Thread Synchronization

It explains wait / notify requiring the object's monitor, the difference between synchronized (monitor‑based) and explicit locks, lock upgrade paths (biased → lightweight → heavyweight), and why synchronized cannot prevent instruction reordering but guarantees as‑if‑serial execution. Volatile semantics are covered, including memory barriers (StoreStore, StoreLoad, LoadLoad, LoadStore) and the happens‑before relationship.

Singleton Pattern

Double‑checked locking (DCL) combined with volatile prevents instruction reordering that could expose a partially constructed instance. The article also mentions eager initialization and enum‑based singletons as alternatives.

Thread Pool

The seven core parameters (corePoolSize, maximumPoolSize, keepAliveTime, TimeUnit, BlockingQueue, threadFactory, RejectedExecutionHandler) are mapped to a banking‑counter analogy. It warns against using Executors factory methods that create unbounded queues, which can cause OOM, and recommends constructing ThreadPoolExecutor directly with a bounded queue.

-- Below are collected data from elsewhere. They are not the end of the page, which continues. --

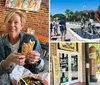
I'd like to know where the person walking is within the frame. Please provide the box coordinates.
[52,18,58,36]
[59,17,66,41]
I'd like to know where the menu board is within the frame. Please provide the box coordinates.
[5,0,42,12]
[52,55,60,85]
[60,53,68,71]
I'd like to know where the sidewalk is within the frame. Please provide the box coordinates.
[51,22,80,41]
[51,28,71,41]
[51,34,71,41]
[51,35,60,41]
[90,82,100,85]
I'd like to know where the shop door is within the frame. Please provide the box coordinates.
[58,51,79,84]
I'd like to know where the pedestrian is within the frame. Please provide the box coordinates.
[59,17,66,41]
[52,18,58,36]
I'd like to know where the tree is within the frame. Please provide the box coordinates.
[98,5,100,10]
[65,9,73,21]
[50,13,53,21]
[90,10,95,19]
[52,14,66,20]
[80,11,88,18]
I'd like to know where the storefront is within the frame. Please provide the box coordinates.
[50,43,85,85]
[50,43,100,85]
[57,49,79,84]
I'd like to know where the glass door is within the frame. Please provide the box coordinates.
[58,51,79,85]
[70,54,79,84]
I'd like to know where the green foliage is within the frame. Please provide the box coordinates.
[98,5,100,10]
[65,9,89,21]
[52,14,66,20]
[52,8,97,22]
[65,9,73,21]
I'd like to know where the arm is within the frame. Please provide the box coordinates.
[0,46,14,75]
[0,38,11,75]
[0,38,25,75]
[24,35,45,74]
[31,37,45,72]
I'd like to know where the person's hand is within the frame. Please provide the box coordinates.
[27,51,40,65]
[6,53,25,66]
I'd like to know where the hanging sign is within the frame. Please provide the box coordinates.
[58,43,78,51]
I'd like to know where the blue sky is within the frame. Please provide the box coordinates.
[50,0,100,15]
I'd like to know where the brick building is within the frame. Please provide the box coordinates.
[0,0,49,40]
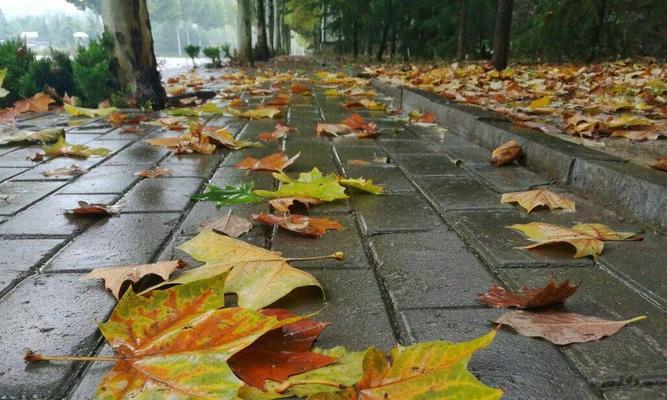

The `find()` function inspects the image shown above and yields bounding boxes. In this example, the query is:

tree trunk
[390,20,397,58]
[256,0,270,60]
[100,0,165,109]
[352,20,359,59]
[491,0,513,71]
[237,0,253,66]
[176,21,182,56]
[456,0,467,61]
[273,0,282,54]
[376,0,392,61]
[588,0,607,61]
[282,15,290,55]
[267,0,274,54]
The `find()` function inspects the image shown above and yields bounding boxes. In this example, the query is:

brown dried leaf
[135,167,173,179]
[42,164,89,177]
[65,201,120,216]
[268,197,323,212]
[501,189,575,213]
[258,123,297,142]
[315,123,351,137]
[235,151,300,172]
[491,140,523,167]
[478,280,578,309]
[199,210,253,238]
[651,158,667,171]
[495,311,646,345]
[253,213,343,237]
[14,93,55,113]
[82,260,186,300]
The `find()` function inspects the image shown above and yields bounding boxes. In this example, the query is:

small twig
[273,379,347,394]
[24,349,116,363]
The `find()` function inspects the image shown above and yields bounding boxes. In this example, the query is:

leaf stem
[286,252,345,262]
[24,350,116,363]
[273,379,347,394]
[625,315,647,324]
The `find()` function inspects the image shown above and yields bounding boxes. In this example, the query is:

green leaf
[0,68,8,98]
[339,178,384,195]
[197,102,228,114]
[255,168,349,202]
[42,136,110,158]
[64,104,118,118]
[0,128,64,146]
[195,182,265,206]
[167,107,201,117]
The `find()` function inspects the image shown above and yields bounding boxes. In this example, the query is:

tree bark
[267,0,274,54]
[100,0,166,109]
[491,0,513,71]
[256,0,270,60]
[237,0,253,66]
[376,0,392,61]
[456,0,467,61]
[588,0,607,61]
[282,14,290,55]
[352,20,359,59]
[273,0,283,54]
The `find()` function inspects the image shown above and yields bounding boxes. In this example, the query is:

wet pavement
[0,67,665,399]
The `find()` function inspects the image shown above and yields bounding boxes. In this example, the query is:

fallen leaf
[145,127,216,155]
[338,177,384,194]
[340,114,377,137]
[65,201,120,216]
[495,311,647,345]
[42,164,88,177]
[266,93,291,107]
[491,140,523,166]
[195,183,264,206]
[510,222,641,258]
[651,158,667,171]
[62,92,77,106]
[236,152,300,172]
[199,210,253,238]
[82,260,186,300]
[135,167,173,179]
[258,123,297,142]
[205,127,260,149]
[253,213,343,237]
[343,99,385,111]
[63,103,118,118]
[229,309,337,389]
[107,112,128,127]
[501,189,575,213]
[528,96,551,110]
[287,331,502,400]
[291,83,311,94]
[242,107,282,119]
[315,122,351,137]
[255,168,349,202]
[268,197,322,212]
[0,127,64,145]
[43,136,110,158]
[478,279,578,309]
[346,159,370,166]
[91,274,310,398]
[14,92,55,113]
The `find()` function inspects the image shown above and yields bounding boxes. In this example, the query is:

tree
[492,0,513,70]
[273,0,283,53]
[100,0,166,108]
[456,0,467,61]
[256,0,270,60]
[237,0,253,65]
[185,44,201,67]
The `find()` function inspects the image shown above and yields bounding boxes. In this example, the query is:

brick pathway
[0,69,665,399]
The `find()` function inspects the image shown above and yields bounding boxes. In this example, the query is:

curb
[373,79,667,233]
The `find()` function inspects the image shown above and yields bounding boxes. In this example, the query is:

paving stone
[63,133,105,144]
[99,126,152,140]
[272,268,397,350]
[285,138,337,173]
[442,144,493,165]
[0,146,45,167]
[599,234,667,308]
[0,167,27,182]
[68,346,114,400]
[117,177,203,212]
[236,118,282,141]
[59,165,142,194]
[102,141,169,166]
[0,273,115,398]
[380,139,448,155]
[496,267,667,387]
[463,164,552,193]
[0,180,66,216]
[82,139,133,156]
[288,105,322,123]
[446,209,594,268]
[271,214,370,269]
[11,155,105,181]
[352,193,444,235]
[159,153,220,178]
[369,230,493,309]
[178,201,271,245]
[0,194,118,236]
[45,213,181,271]
[392,153,466,176]
[342,164,414,193]
[602,386,667,400]
[401,308,599,400]
[0,238,64,295]
[333,143,389,167]
[416,175,513,211]
[221,142,278,167]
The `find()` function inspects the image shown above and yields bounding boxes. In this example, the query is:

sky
[0,0,82,17]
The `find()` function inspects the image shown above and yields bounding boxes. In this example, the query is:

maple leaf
[0,68,8,98]
[148,116,189,130]
[338,178,384,195]
[258,123,297,142]
[501,189,575,213]
[92,274,311,399]
[510,222,641,258]
[268,197,323,212]
[135,166,173,179]
[651,158,667,171]
[495,311,647,345]
[253,213,344,237]
[63,104,118,118]
[255,168,349,202]
[154,231,323,309]
[340,114,377,137]
[145,126,217,155]
[291,83,311,94]
[491,140,523,166]
[478,279,578,309]
[205,127,260,150]
[107,112,128,127]
[14,92,55,113]
[266,93,291,107]
[315,122,352,137]
[236,152,300,172]
[167,107,201,117]
[229,309,337,389]
[343,99,385,111]
[42,164,88,177]
[195,182,264,206]
[0,127,64,145]
[43,137,110,158]
[241,106,282,119]
[82,260,186,300]
[196,102,228,114]
[65,201,120,216]
[278,331,502,400]
[199,210,253,238]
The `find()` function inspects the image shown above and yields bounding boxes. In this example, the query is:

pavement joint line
[596,260,667,312]
[399,305,490,311]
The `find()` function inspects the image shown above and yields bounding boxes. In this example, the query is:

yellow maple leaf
[501,189,575,213]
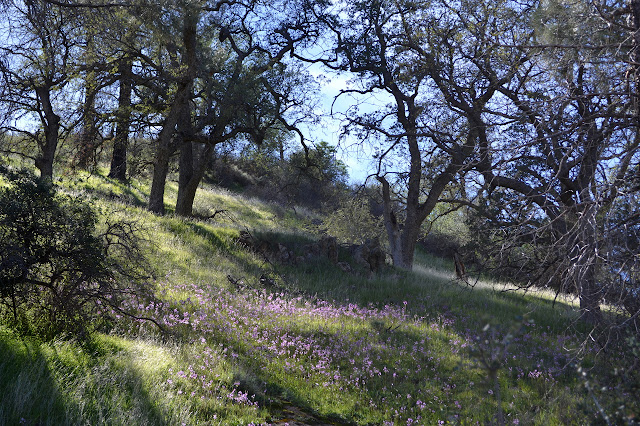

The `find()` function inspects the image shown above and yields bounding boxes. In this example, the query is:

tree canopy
[0,0,639,326]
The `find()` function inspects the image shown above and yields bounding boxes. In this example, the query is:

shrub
[325,196,384,245]
[217,141,349,210]
[0,167,156,340]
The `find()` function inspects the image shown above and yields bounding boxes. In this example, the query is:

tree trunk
[175,102,195,217]
[109,58,133,182]
[147,8,198,214]
[387,228,406,268]
[175,143,213,216]
[397,227,420,269]
[34,86,60,180]
[579,274,602,324]
[175,140,194,217]
[75,72,98,169]
[375,120,463,270]
[575,204,602,323]
[379,207,421,269]
[377,175,404,266]
[562,203,602,324]
[147,103,181,214]
[377,174,421,269]
[175,98,214,217]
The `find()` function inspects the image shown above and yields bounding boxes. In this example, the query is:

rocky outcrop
[319,236,339,264]
[352,237,385,273]
[236,231,386,274]
[237,230,271,253]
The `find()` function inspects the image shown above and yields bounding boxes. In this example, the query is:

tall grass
[0,168,636,424]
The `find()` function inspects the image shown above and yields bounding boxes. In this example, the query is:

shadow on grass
[83,337,171,425]
[156,213,589,346]
[63,172,149,208]
[0,330,171,425]
[185,221,235,252]
[0,333,70,425]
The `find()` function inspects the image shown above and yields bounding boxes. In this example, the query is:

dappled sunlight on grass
[56,169,316,234]
[108,272,590,424]
[413,263,456,282]
[0,327,271,425]
[2,169,634,425]
[57,169,149,207]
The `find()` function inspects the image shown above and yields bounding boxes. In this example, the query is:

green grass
[0,328,269,425]
[1,167,638,425]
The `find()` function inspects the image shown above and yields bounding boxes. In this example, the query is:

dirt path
[269,401,348,425]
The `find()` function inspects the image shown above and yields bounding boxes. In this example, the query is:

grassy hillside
[1,170,637,425]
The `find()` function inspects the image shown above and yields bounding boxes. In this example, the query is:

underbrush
[1,169,637,425]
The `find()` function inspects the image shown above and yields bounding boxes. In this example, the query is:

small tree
[325,192,384,245]
[0,167,157,340]
[0,1,80,179]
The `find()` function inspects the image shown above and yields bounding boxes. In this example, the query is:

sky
[304,65,383,185]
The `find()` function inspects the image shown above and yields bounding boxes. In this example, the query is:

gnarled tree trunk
[75,71,99,170]
[109,58,133,182]
[34,86,60,180]
[147,99,184,214]
[567,204,602,324]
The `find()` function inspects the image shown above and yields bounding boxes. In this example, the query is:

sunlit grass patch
[0,328,270,425]
[56,169,149,207]
[0,328,69,425]
[53,168,313,233]
[182,182,315,232]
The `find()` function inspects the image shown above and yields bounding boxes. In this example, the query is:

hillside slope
[0,171,636,425]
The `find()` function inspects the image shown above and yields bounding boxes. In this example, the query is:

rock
[257,239,272,253]
[353,243,370,269]
[277,243,295,264]
[319,236,338,263]
[259,274,276,287]
[366,238,386,273]
[352,237,385,273]
[238,230,253,248]
[303,243,321,258]
[236,231,273,255]
[337,261,352,273]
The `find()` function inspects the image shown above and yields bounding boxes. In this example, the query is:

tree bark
[175,139,194,217]
[147,99,183,214]
[109,58,133,182]
[571,203,603,323]
[175,102,197,217]
[147,8,198,214]
[175,142,214,216]
[377,175,406,267]
[34,86,60,180]
[376,173,428,270]
[75,71,98,169]
[561,215,601,319]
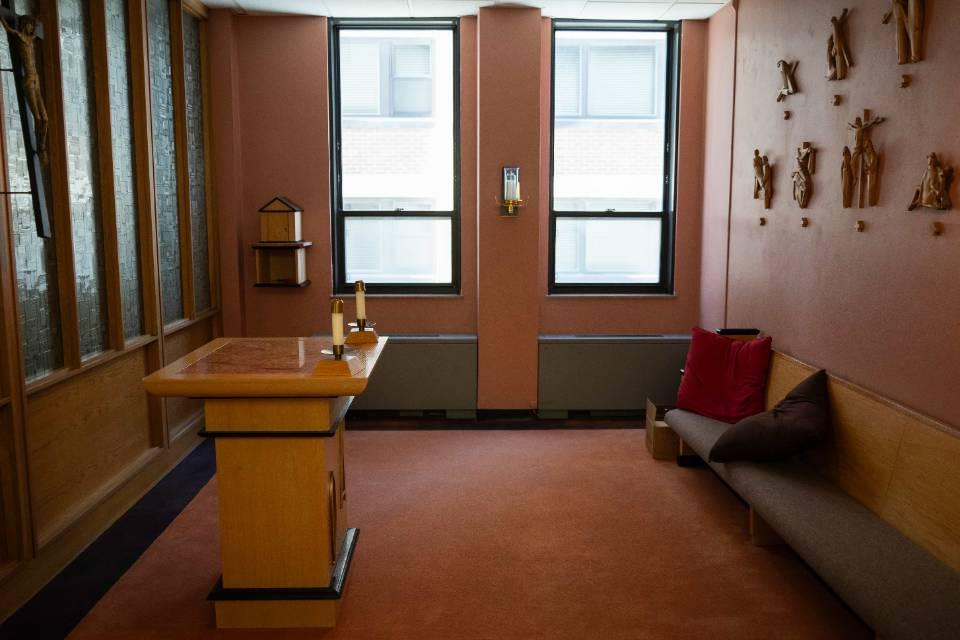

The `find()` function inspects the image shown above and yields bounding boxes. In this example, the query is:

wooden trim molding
[181,0,208,20]
[23,338,158,397]
[169,0,196,322]
[128,0,169,447]
[162,307,219,337]
[42,1,82,369]
[89,0,126,353]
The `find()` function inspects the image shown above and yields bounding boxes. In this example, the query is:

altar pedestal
[144,337,386,628]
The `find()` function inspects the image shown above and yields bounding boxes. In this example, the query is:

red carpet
[68,430,869,639]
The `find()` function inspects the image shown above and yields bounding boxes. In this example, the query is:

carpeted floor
[67,430,870,640]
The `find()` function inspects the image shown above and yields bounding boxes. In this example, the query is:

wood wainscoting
[0,314,218,622]
[766,352,960,574]
[0,0,221,621]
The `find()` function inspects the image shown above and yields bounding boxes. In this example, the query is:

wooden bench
[665,350,960,640]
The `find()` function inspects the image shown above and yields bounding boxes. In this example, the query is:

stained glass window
[106,0,144,339]
[2,0,63,378]
[183,11,210,313]
[59,0,109,358]
[147,0,183,324]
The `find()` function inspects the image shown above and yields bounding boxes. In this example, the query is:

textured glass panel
[59,0,109,358]
[554,218,661,284]
[183,12,210,312]
[553,31,667,213]
[106,0,144,339]
[2,7,63,379]
[148,0,182,324]
[344,217,451,284]
[339,30,453,210]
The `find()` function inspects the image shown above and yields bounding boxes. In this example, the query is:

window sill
[330,294,463,299]
[545,293,677,299]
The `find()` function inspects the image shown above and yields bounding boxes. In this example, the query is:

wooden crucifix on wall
[0,4,51,238]
[847,109,885,208]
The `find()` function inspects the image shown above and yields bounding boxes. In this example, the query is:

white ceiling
[202,0,728,21]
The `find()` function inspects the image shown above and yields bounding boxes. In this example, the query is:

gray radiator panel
[351,335,477,411]
[538,335,690,411]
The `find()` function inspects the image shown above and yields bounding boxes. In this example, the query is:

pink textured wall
[208,12,478,338]
[208,9,709,408]
[538,20,707,335]
[698,4,737,330]
[476,8,543,408]
[720,0,960,427]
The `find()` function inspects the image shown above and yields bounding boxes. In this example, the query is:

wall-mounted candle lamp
[495,166,526,216]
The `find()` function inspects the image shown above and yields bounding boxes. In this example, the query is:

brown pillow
[708,369,831,463]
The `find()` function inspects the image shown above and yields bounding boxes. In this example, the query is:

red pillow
[677,328,772,423]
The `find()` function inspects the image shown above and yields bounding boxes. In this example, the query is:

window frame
[548,20,680,296]
[328,18,461,296]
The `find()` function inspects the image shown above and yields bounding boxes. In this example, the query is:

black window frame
[329,17,461,296]
[548,20,680,296]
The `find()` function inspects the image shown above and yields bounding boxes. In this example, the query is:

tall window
[330,19,459,294]
[549,22,678,294]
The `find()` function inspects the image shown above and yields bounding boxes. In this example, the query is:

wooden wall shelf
[254,280,312,289]
[253,241,312,287]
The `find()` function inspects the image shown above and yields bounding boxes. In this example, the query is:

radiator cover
[350,334,477,411]
[538,335,690,412]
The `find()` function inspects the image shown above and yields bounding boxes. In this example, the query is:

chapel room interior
[0,0,958,638]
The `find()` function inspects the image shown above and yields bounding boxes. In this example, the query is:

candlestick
[331,298,344,359]
[355,280,366,330]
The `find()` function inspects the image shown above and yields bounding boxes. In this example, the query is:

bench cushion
[664,409,960,640]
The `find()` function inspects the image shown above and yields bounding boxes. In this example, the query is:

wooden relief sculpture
[1,14,47,164]
[776,60,798,102]
[841,147,854,208]
[792,143,817,208]
[753,150,774,209]
[908,153,954,211]
[827,9,853,80]
[847,110,885,207]
[882,0,924,64]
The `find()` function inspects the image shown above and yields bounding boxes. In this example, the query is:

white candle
[504,170,519,201]
[331,298,344,346]
[355,280,366,320]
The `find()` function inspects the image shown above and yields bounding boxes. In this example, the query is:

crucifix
[847,109,885,208]
[0,4,51,238]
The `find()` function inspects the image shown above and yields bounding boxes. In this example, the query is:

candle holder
[494,196,526,217]
[346,319,380,345]
[317,344,362,376]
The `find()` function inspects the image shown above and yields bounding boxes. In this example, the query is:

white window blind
[392,44,432,116]
[587,46,655,117]
[555,45,581,116]
[341,40,380,115]
[393,44,431,76]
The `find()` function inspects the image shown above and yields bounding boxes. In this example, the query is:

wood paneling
[26,349,152,548]
[163,314,214,440]
[0,423,201,622]
[766,351,960,573]
[882,424,960,572]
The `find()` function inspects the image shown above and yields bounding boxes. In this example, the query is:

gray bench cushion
[664,409,960,640]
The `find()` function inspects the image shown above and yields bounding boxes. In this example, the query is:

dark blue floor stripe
[0,439,216,640]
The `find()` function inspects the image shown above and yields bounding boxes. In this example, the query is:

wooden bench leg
[676,438,704,467]
[749,507,785,546]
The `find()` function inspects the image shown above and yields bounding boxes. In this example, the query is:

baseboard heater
[348,334,477,419]
[537,334,691,419]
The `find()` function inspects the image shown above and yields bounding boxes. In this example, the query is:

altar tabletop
[143,337,387,398]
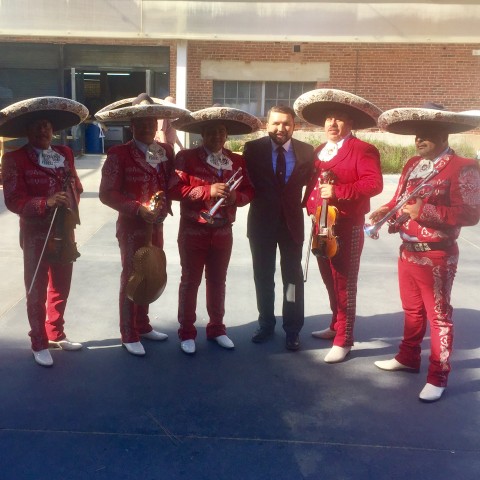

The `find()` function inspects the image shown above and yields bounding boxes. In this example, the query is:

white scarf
[408,159,435,180]
[38,147,65,169]
[318,142,339,162]
[146,143,168,166]
[206,152,233,170]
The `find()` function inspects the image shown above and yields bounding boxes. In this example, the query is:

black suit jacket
[244,136,314,245]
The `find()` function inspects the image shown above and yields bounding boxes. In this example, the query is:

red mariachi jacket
[168,146,254,225]
[384,151,480,242]
[304,136,383,224]
[2,144,82,232]
[99,140,174,229]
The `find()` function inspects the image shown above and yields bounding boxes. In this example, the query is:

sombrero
[293,88,382,129]
[95,93,189,123]
[378,105,480,135]
[0,96,89,138]
[171,107,263,135]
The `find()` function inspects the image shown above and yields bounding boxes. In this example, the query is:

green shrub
[225,138,245,153]
[225,134,479,173]
[369,141,417,174]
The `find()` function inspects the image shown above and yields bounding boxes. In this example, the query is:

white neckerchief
[408,159,435,181]
[408,147,451,181]
[146,142,168,166]
[36,147,65,169]
[134,139,168,167]
[206,150,233,170]
[318,135,349,162]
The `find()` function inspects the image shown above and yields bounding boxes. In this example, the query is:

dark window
[213,80,315,116]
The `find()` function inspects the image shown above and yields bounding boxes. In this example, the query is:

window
[213,81,315,117]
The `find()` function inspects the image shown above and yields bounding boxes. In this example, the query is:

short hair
[267,105,296,122]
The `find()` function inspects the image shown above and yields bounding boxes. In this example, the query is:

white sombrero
[0,96,89,138]
[378,105,480,135]
[293,88,382,130]
[171,107,263,135]
[95,93,190,123]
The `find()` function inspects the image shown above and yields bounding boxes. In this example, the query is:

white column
[70,68,76,100]
[145,69,152,95]
[176,40,188,148]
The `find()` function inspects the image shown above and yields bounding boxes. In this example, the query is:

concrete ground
[0,154,479,480]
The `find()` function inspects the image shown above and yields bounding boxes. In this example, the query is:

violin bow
[303,176,322,283]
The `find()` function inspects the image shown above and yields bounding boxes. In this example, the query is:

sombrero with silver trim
[378,106,480,134]
[294,88,382,129]
[171,107,263,135]
[95,93,189,123]
[0,96,89,138]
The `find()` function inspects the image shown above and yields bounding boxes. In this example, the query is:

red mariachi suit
[2,144,82,351]
[303,136,383,347]
[383,151,480,387]
[99,140,174,343]
[168,147,254,341]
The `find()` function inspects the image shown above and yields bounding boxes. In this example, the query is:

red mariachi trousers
[316,222,364,348]
[117,222,163,343]
[22,226,72,351]
[396,244,458,387]
[177,220,232,341]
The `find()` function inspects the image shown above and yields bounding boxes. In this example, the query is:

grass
[226,134,478,174]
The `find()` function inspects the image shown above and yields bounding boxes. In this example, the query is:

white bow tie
[146,143,167,166]
[206,152,232,170]
[318,142,338,162]
[38,148,65,169]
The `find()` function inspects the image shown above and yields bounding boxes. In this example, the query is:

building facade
[1,1,479,152]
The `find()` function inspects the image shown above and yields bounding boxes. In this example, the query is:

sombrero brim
[171,107,263,135]
[95,101,189,123]
[378,108,480,135]
[294,89,382,129]
[0,97,89,138]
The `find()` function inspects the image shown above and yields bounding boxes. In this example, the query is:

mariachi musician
[1,96,88,367]
[97,93,189,357]
[371,105,480,402]
[294,89,383,363]
[168,107,260,355]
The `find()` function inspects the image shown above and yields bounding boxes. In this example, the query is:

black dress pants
[249,220,304,334]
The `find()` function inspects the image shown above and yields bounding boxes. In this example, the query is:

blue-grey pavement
[0,154,479,480]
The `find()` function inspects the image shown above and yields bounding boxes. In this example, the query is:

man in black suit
[244,105,314,350]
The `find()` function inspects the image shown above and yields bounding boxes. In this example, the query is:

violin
[46,172,81,264]
[311,170,339,259]
[126,191,167,306]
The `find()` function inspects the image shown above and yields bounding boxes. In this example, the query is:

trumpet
[200,167,243,224]
[364,178,436,240]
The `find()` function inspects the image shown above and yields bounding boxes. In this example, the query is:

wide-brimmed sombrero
[293,88,382,130]
[0,96,89,138]
[378,106,480,134]
[171,107,263,135]
[95,93,189,123]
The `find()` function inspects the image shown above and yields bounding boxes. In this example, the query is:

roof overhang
[1,1,480,43]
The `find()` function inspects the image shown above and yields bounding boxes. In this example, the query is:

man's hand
[46,191,70,208]
[402,197,422,221]
[319,184,335,199]
[223,190,237,207]
[210,182,230,200]
[138,205,160,223]
[369,205,389,224]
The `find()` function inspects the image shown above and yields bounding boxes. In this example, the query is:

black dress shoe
[286,333,300,351]
[251,328,274,343]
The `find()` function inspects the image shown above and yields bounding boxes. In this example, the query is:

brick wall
[3,36,479,115]
[185,41,480,113]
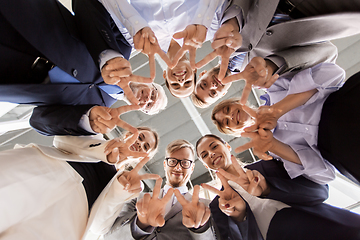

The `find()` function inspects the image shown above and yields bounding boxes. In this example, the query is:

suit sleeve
[104,198,139,240]
[247,160,329,206]
[72,0,132,65]
[30,105,96,136]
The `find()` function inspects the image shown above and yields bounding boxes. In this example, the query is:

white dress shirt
[261,63,345,184]
[98,0,227,52]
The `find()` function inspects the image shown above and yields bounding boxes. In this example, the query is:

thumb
[173,30,187,39]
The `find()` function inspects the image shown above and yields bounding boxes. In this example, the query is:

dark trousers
[318,71,360,185]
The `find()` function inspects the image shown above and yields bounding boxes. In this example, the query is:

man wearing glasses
[104,139,216,240]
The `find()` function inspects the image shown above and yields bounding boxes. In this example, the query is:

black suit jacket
[0,0,132,135]
[209,160,360,240]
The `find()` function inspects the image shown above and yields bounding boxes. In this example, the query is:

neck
[224,164,240,177]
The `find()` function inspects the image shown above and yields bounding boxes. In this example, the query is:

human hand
[217,155,269,197]
[202,172,246,222]
[134,27,172,79]
[174,185,211,228]
[89,106,113,134]
[241,105,280,133]
[136,178,174,229]
[117,157,161,194]
[235,128,274,160]
[196,18,242,80]
[104,131,149,164]
[90,104,141,134]
[222,57,279,104]
[172,24,207,69]
[101,57,153,105]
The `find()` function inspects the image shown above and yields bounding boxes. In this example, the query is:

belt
[30,57,55,84]
[277,0,306,19]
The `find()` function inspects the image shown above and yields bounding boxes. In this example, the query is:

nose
[174,162,183,170]
[136,141,142,152]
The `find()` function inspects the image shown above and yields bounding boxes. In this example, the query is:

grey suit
[104,190,217,240]
[232,0,360,74]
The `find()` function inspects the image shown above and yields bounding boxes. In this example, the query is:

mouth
[213,75,223,86]
[237,109,241,125]
[212,156,222,166]
[171,172,183,177]
[130,144,138,152]
[173,70,186,77]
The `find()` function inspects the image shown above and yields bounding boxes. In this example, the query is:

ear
[225,142,232,151]
[163,160,167,170]
[199,70,207,77]
[163,70,167,79]
[221,89,228,96]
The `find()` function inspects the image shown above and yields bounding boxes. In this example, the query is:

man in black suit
[0,0,167,136]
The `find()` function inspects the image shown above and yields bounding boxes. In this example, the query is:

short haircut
[165,139,195,160]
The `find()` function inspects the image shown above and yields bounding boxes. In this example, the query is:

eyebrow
[209,141,215,148]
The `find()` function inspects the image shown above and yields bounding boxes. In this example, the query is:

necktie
[48,66,80,83]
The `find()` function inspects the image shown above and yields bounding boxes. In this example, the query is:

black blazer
[209,160,360,240]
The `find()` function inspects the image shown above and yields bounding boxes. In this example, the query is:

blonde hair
[165,139,195,160]
[147,83,167,115]
[211,97,254,137]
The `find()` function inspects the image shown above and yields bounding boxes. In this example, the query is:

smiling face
[193,69,231,107]
[129,82,167,115]
[196,136,232,171]
[214,103,251,133]
[125,129,157,155]
[164,147,195,188]
[164,60,195,98]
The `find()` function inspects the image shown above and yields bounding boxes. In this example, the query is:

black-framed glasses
[165,157,193,169]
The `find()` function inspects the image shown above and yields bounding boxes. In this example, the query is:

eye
[151,90,156,100]
[201,152,208,159]
[184,81,192,88]
[147,102,152,108]
[144,143,150,152]
[171,83,181,89]
[224,106,230,114]
[139,133,145,141]
[223,118,229,127]
[210,90,217,97]
[212,144,218,150]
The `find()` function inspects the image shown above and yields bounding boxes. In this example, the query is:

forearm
[271,89,318,119]
[269,138,302,165]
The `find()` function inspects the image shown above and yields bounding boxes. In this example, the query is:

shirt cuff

private static ExecutorService executor = new ThreadPoolExecutor(10, 10, 60L, TimeUnit.SECONDS, new ArrayBlockingQueue(10));

ThreadLocal

ThreadLocal stores a value per thread using a ThreadLocalMap where the key is a weak reference, allowing the map entry to be reclaimed when the ThreadLocal object is no longer reachable, thus avoiding memory leaks.

CAS and AQS

CAS (compare‑and‑swap) provides atomic updates using three operands (address, expected value, new value) but suffers from ABA, high spin cost, and limited applicability. The AbstractQueuedSynchronizer (AQS) builds higher‑level synchronizers (e.g., ReentrantLock , Condition ) on top of CAS and volatile fields, managing a synchronization queue and a waiting queue.

Additional Topics

Brief coverage of thread‑local storage, spin locks vs heavyweight locks, Amdahl's law for performance scaling, and a list of typical interview questions on these subjects.